In 1964 it was withdrawn from the race due to damages sustained during transport and technical issues with the updated engine due to a lack of time for testing. In 1965 the car was no longer entered as an experimental vehicle and ran with the number 31 instead of the previous double-zero (for experimental entries). It competed in the 2-litre prototype class, mainly against Porsche. Now piloted by Graham Hill and Jackie Stewart, the car finished a notable tenth overall and seventh in class. Fuel consumption was limited for the Rover-BRM, so the new improvements in efficiency were vital. Technical issues during the race limited how hard the car could be pushed, though. 

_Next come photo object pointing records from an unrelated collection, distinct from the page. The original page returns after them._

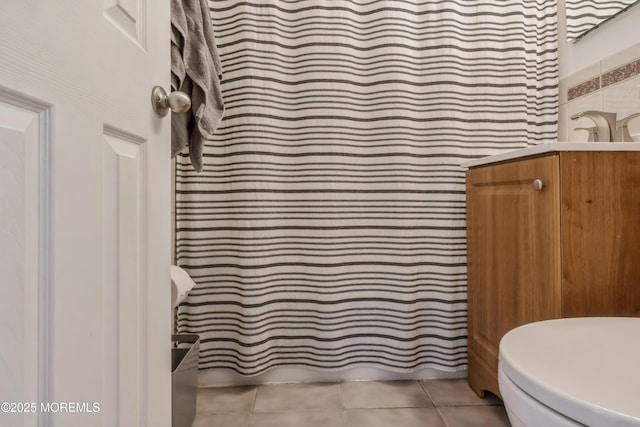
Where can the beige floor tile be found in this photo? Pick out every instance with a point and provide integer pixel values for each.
(456, 392)
(222, 420)
(394, 417)
(475, 416)
(384, 394)
(225, 399)
(333, 418)
(298, 397)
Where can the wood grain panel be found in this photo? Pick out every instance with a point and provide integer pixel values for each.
(513, 256)
(601, 227)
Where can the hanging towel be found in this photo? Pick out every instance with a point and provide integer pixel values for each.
(196, 71)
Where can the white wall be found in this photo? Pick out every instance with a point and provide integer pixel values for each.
(612, 37)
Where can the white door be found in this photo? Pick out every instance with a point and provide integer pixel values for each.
(84, 214)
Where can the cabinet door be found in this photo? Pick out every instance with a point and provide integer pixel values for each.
(513, 256)
(600, 233)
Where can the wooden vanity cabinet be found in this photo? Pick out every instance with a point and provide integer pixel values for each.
(557, 235)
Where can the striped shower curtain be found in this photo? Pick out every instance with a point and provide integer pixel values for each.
(327, 229)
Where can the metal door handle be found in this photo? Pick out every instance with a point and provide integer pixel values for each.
(538, 184)
(178, 102)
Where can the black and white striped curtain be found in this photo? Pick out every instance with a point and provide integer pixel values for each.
(585, 15)
(327, 229)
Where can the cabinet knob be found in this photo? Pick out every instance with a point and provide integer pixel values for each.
(538, 184)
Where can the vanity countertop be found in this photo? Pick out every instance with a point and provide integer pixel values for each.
(551, 148)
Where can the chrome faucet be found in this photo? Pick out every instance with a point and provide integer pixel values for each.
(622, 131)
(605, 124)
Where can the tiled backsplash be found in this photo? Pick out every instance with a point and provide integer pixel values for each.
(611, 85)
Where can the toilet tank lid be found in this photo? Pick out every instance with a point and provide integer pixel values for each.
(585, 368)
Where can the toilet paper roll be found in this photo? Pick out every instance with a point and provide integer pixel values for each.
(181, 284)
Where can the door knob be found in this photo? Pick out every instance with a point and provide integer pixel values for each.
(538, 184)
(177, 101)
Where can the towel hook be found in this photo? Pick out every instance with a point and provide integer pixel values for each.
(177, 101)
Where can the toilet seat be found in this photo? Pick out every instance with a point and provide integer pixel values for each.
(587, 369)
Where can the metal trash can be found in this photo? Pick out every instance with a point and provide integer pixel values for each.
(184, 379)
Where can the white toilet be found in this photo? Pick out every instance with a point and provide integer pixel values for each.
(572, 372)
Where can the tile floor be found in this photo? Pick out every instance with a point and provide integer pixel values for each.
(428, 403)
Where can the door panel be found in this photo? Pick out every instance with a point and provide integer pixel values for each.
(513, 256)
(24, 144)
(86, 200)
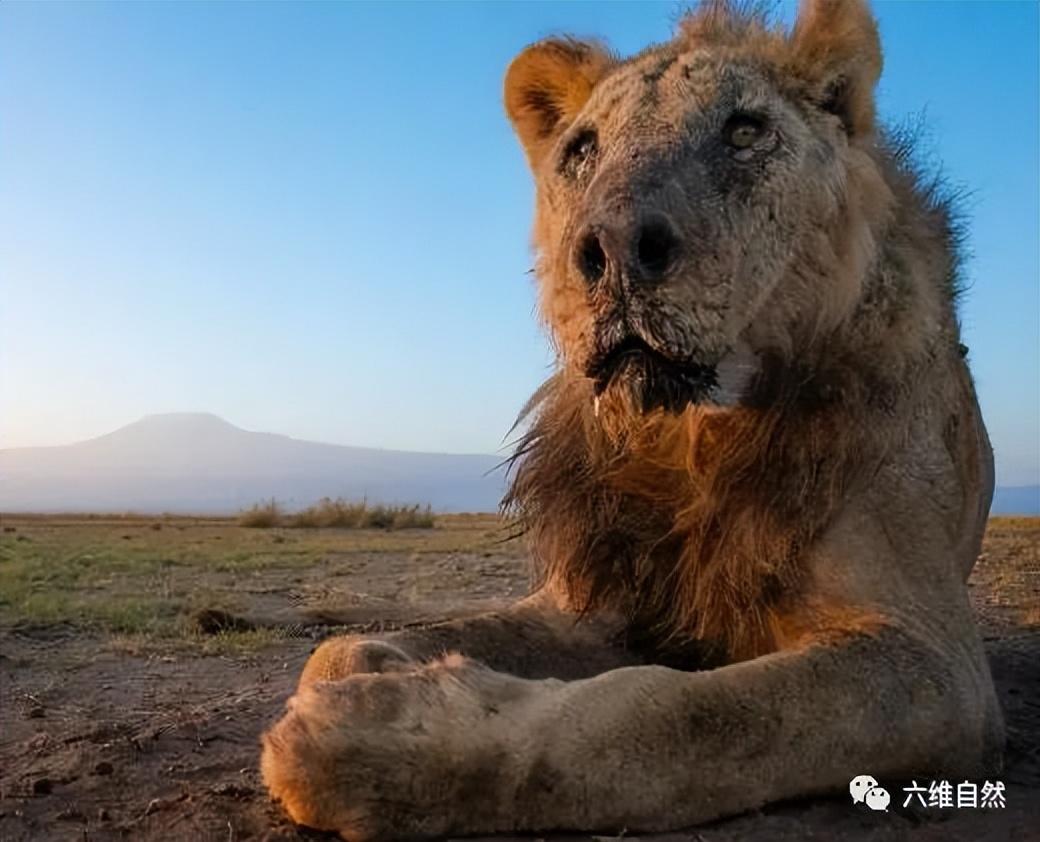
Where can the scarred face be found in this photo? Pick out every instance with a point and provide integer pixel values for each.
(694, 210)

After these three entries the car never raced at Le Mans again but was in use until 1974, after which it retired. I haven’t found period footage of the car, but there are various videos of the car starting up (and some even driving a little bit), including this one:

More information on the car is provided by The Motorhood and Goodwood Road & Racing.

Chrysler Turbine Concept – 1963

The incredible Chrysler Turbine Concept car, built in the early 1960s, is featured in an episode of Jay Leno’s Garage as he owns one of only two cars in private hands. A total of 55 cars have been built but most of them were destroyed by General Motors as they were considered prototype vehicles and rendered useless after the development period and the cancellation of the project. But at 55 cars built, it almost seems like a genuine production run and even the design was inspired by the jet age but still very practical for everyday use. At the end of the 1960s, Chrysler wasn’t able to push this car towards mass production due to financial struggles and the fact that it didn’t prove a significantly better car compared to internal combustion engine-powered cars.

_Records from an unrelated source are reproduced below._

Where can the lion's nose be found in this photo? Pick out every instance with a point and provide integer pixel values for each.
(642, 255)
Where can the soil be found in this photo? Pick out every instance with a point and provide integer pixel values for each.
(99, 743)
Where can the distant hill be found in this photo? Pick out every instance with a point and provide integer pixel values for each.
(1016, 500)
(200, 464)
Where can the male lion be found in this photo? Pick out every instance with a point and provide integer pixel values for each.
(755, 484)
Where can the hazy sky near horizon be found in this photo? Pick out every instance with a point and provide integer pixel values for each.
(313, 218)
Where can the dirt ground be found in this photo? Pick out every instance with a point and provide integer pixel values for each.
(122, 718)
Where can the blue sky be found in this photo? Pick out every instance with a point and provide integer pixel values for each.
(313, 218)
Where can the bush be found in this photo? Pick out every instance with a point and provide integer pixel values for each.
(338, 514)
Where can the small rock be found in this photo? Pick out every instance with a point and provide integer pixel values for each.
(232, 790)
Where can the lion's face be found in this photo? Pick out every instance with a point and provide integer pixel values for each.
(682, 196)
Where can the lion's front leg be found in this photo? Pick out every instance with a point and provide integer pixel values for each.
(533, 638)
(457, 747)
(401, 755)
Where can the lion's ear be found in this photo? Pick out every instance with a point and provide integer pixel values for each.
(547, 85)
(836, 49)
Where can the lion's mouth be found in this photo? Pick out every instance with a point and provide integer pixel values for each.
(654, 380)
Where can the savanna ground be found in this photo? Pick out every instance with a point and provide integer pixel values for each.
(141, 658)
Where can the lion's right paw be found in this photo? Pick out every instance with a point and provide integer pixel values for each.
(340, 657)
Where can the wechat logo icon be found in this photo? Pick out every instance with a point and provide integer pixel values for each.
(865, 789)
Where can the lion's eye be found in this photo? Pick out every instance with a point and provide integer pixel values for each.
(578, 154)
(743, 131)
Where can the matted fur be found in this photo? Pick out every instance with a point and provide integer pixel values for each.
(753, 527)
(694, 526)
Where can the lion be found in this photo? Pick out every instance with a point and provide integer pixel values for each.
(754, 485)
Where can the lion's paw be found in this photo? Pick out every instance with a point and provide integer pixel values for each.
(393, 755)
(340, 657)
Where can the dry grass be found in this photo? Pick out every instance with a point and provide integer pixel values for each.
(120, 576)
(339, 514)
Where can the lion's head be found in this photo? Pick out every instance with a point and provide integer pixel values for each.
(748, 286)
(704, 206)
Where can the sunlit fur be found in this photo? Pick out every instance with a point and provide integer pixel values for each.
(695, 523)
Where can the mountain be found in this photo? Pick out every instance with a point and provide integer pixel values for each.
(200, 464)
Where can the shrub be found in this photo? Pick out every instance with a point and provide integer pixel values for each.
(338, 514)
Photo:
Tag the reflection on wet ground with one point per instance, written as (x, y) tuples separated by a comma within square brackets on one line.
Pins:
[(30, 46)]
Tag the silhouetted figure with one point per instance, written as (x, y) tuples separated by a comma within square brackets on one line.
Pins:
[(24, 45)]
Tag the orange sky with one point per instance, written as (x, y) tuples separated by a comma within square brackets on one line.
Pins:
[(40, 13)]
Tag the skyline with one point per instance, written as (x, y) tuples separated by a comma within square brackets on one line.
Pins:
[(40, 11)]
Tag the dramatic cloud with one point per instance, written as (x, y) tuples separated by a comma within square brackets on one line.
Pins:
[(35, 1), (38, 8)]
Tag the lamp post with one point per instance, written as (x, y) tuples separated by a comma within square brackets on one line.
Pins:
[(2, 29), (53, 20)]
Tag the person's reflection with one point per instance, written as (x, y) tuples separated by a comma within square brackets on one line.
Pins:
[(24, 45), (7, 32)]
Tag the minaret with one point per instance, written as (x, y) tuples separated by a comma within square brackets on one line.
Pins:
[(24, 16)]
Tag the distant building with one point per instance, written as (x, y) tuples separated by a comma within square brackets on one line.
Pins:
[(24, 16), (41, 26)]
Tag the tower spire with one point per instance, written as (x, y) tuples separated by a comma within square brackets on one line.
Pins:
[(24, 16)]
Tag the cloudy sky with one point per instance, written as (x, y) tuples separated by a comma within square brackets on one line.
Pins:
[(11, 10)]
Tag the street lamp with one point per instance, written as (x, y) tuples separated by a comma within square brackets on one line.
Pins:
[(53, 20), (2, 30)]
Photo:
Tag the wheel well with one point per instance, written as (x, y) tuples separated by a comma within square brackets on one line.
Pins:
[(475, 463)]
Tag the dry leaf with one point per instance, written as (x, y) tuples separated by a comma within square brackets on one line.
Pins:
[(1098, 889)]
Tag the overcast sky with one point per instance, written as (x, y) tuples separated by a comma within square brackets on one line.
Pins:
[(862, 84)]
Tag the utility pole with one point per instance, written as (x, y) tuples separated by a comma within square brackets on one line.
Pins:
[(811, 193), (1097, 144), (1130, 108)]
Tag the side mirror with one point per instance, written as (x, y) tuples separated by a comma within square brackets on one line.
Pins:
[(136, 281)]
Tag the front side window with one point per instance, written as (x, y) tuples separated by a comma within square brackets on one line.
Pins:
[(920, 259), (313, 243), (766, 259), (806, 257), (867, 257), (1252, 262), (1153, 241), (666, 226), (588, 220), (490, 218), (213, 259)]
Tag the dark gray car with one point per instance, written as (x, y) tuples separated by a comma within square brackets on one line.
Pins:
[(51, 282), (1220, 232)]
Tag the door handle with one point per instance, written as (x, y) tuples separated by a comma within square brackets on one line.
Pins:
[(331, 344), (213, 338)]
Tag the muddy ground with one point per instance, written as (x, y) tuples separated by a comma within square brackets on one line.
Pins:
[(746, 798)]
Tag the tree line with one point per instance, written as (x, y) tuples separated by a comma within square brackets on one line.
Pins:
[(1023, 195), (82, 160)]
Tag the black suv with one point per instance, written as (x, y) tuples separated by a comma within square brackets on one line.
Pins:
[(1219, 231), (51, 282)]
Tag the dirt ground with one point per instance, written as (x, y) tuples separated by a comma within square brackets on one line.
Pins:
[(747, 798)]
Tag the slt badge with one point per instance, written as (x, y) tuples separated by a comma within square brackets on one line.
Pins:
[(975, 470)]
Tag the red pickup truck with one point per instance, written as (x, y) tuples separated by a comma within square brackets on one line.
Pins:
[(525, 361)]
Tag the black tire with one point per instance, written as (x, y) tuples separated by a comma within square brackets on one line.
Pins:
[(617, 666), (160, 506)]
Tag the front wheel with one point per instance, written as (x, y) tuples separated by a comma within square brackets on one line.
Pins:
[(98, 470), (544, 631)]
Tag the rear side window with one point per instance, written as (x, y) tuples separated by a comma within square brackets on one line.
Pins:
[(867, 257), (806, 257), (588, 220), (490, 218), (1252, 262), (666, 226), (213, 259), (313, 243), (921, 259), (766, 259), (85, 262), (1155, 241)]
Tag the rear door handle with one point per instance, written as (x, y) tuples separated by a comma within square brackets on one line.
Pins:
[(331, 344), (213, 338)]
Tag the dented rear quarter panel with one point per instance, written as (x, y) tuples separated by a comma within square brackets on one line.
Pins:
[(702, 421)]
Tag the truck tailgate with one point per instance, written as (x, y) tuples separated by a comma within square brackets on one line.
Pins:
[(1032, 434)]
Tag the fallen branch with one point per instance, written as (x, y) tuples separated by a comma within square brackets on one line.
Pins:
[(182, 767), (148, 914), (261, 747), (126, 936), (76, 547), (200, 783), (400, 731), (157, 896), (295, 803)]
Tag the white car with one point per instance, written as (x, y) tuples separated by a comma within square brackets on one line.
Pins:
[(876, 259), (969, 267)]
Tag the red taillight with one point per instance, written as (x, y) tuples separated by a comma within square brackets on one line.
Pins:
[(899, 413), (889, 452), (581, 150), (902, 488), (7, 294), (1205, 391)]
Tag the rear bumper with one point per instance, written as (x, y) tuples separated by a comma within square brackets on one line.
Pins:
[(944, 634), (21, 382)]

During 1963 about 200 Americans had the chance to test these cars for a three-month period to help Chrysler with the development. It must have been wild to experience a car like this pull up on the driveway, especially considering the turbine engine idles between 18,000 and 22,000 revs! The specially developed engine produced 130 horsepower. Not a huge amount but more than enough to power a car in everyday use. It wasn’t intended for racing, or performance, but as a practical machine for the general public. The body was done by Ghia, an Italian coachbuilder, and had a relatively simple design with references to the jet age at the back.

The benefits of the gas turbine engine were the ability to run on just about any fuel that uses oxygen as an accelerant, so you could theoretically fill it up with Chanel N° 5 perfume as Jay suggests in the video. Another huge benefit is the low service requirements. A turbine engine has a lot less moving parts, which also wear out a lot less. A single sparkplug for instance, instead of one or more per cylinder, results in a huge cut in maintenance and costs. There’s also no warm-up period needed, start the car and you’re immediately good to go!

The downside, however, the Achilles heel in all these cars apparently, is the high fuel consumption. Even when idle, the engine burns through an incredible amount of fuel. This eventually caused the demise of gas turbine engine development with the intention of use in cars. It is only in recent years that the concept is back on the drawing board, but more on that in a future article.

If you check out the extensive coverage by Jay Leno from a few years ago, it includes period material from the actual cars such as the unboxing and a promotional video explaining the technology of a turbine engine. Very cool stuff!